After the clock strikes midnight and millions of people swear up and down they’re going to finally get in shape, your facility is going to be packed with newcomers. This means adjusting class schedules, fielding more member questions and closely managing equipment usage.
In the sea of New Year’s “resolutioners,” the glue that holds your facility together is your staff. And even though a new year typically brings many changes to your facility, your staff should be something that remains constant. This holds true during any part of the year, but between the months of December and February, staff continuity is even more critical.
“This is simple — think of a restaurant or store where the staff know you, your family, and your story,” explained Courtney Harrness, a senior executive director at the YMCA of the Twin Cities. “Now think about why you keep going there, and if you would still go if nobody knew you.”
If a new member comes to your facility in January and some of the staff members they met have left by February, their sense of connection to your organization could be diminished. Keeping your best employees is not only an operational advantage, but a cultural one.
“If we can keep our passionate employees happier for longer, our community feels it and knows it,” said Harrness. “Our community will speak with their feet because they, like us, love consistency in staffing. Everything, from membership and programs to services and partnerships, gets stronger.”
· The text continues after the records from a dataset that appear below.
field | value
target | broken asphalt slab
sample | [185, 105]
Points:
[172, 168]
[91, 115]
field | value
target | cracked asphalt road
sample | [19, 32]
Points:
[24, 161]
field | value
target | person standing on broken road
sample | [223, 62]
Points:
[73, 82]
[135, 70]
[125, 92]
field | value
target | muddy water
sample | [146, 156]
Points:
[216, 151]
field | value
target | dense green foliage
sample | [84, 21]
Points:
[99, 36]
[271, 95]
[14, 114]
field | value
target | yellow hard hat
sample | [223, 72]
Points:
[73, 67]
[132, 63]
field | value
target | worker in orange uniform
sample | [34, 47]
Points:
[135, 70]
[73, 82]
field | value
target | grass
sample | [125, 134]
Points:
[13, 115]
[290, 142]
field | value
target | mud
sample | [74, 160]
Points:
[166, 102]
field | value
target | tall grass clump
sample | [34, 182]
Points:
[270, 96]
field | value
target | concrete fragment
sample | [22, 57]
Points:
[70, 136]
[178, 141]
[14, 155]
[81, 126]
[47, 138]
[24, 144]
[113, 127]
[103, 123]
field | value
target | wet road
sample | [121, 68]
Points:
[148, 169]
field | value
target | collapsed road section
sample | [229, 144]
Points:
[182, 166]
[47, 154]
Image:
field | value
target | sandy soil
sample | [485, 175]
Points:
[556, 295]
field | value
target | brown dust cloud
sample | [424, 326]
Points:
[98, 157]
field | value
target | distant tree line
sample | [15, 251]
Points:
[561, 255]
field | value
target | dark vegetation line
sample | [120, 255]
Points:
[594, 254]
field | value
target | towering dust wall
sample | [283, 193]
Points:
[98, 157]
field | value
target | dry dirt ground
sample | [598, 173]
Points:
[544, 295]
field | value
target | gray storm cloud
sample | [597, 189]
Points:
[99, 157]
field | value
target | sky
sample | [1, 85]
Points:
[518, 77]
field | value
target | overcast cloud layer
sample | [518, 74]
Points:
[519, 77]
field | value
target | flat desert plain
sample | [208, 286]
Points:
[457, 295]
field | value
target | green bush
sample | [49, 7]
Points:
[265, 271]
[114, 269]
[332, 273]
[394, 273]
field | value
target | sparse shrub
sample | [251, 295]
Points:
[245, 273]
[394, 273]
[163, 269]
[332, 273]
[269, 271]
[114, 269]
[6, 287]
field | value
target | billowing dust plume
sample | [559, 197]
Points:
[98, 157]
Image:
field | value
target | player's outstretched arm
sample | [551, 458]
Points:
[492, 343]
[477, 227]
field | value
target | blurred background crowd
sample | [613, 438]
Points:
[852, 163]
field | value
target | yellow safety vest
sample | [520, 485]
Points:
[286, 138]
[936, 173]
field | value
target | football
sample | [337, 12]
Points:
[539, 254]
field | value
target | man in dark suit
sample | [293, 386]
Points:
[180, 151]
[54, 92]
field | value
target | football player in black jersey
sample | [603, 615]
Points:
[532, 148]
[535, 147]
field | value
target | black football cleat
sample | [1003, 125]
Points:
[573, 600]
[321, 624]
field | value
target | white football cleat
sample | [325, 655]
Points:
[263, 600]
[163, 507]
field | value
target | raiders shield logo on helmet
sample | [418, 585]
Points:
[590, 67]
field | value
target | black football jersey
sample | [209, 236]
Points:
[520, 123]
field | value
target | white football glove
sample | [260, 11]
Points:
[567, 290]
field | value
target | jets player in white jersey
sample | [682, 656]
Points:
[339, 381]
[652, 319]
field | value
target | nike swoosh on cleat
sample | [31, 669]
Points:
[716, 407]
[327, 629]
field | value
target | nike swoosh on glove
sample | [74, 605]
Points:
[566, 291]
How do you keep your best employees engaged for a long time? According to Harrness, the answer is to empower them for future success. “There is one specific area we can focus on to ensure we are keeping our employees engaged and with us over time: their path,” he said.
By providing a clear path to leadership positions and growth opportunities for your best employees, you improve your chances of retaining them. “The path we keep our passionate staff on today ensures a strong and impactful organization tomorrow,” said Harrness. “By creating this path, we’re fostering the next generation of leaders.”
So lay out a path for your employees — the passionate ones will gladly take on these new responsibilities. In fact, they’re likely already forging strong bonds with your members and helping establish your facility’s culture, so it’s imperative to keep them engaged in their work.
These leaders will not only help you thrive during the New Year’s rush, they will carry your organization to new heights for years to come.